Je ne gâche rien de la surprise en disant que c’est une histoire entre deux personnes qui ne se voient pas et qui ne communiquent que par téléphone, et ça m’est arrivé. Alors le personnage ne ressemble pas du tout à celui que j’ai inventé ensuite et il n’y a pas eu la même fin, mais disons qu’après avoir vécu cette histoire, j’ai eu l’idée d’écrire cette pièce.
Alors aujourd’hui ça parait très normal avec les rencontres sur les réseaux, mais à l’époque c’était quand même il y a 20 ans cette 1ère édition, et c’était beaucoup moins développé tout ça.
Pourquoi aviez-vous envie de reprendre cette pièce aujourd’hui ?
S.F : Je suis très heureuse de remonter cette pièce aujourd’hui car on l’a beaucoup jouée à l’époque mais bon, à un moment donné comme toute pièce, l’aventure s’arrête. Mais c’est vrai que ce soit aussi bien mon producteur Thibault Vignère, mon comédien Philippe Sivy ou Anne Bourgeois qui avait fait la mise en scène, on était tous toujours très partants pour la remonter mais bon on n’était pas libres tous au même moment, et finalement tout s’est décanté l’année dernière et on a réussi à la monter pour Avignon l’été dernier.
Qui en a eu l’idée : vous ou Anne Bourgeois ?

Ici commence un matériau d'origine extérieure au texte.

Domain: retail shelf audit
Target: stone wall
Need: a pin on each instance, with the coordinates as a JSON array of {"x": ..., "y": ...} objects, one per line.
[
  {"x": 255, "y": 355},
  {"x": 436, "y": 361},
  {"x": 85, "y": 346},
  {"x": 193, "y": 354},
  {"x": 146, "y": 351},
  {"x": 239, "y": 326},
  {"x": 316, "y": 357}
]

S.F : On est amies dans la vie, on a décidé tous ensemble. A chaque fois qu’on se voyait pour un diner, on se disait « Oh cette pièce il faut vraiment qu’on la rejoue, on a tellement aimé la jouer ensemble ! ». Vous savez c’est comme ça dans ce métier, c’est un peu difficile, quand parfois on a une équipe de cœur avec qui on partage une si belle aventure, quand ça s’arrête on a l’impression de perdre quelqu’un de la famille, c’est dur à chaque fois, c’est comme un petit deuil. Et c’est vrai que jouer avec Philippe que j’aime beaucoup, travailler avec Anne que j’adore, mon producteur Thibault avec qui je travaille depuis 20 ans puisqu’il a monté aussi mes autres pièces, on avait envie de retravailler tous ensemble et puis cette pièce avait bien marché donc je me suis dit pourquoi ça ne continuerait pas à bien marcher après tout !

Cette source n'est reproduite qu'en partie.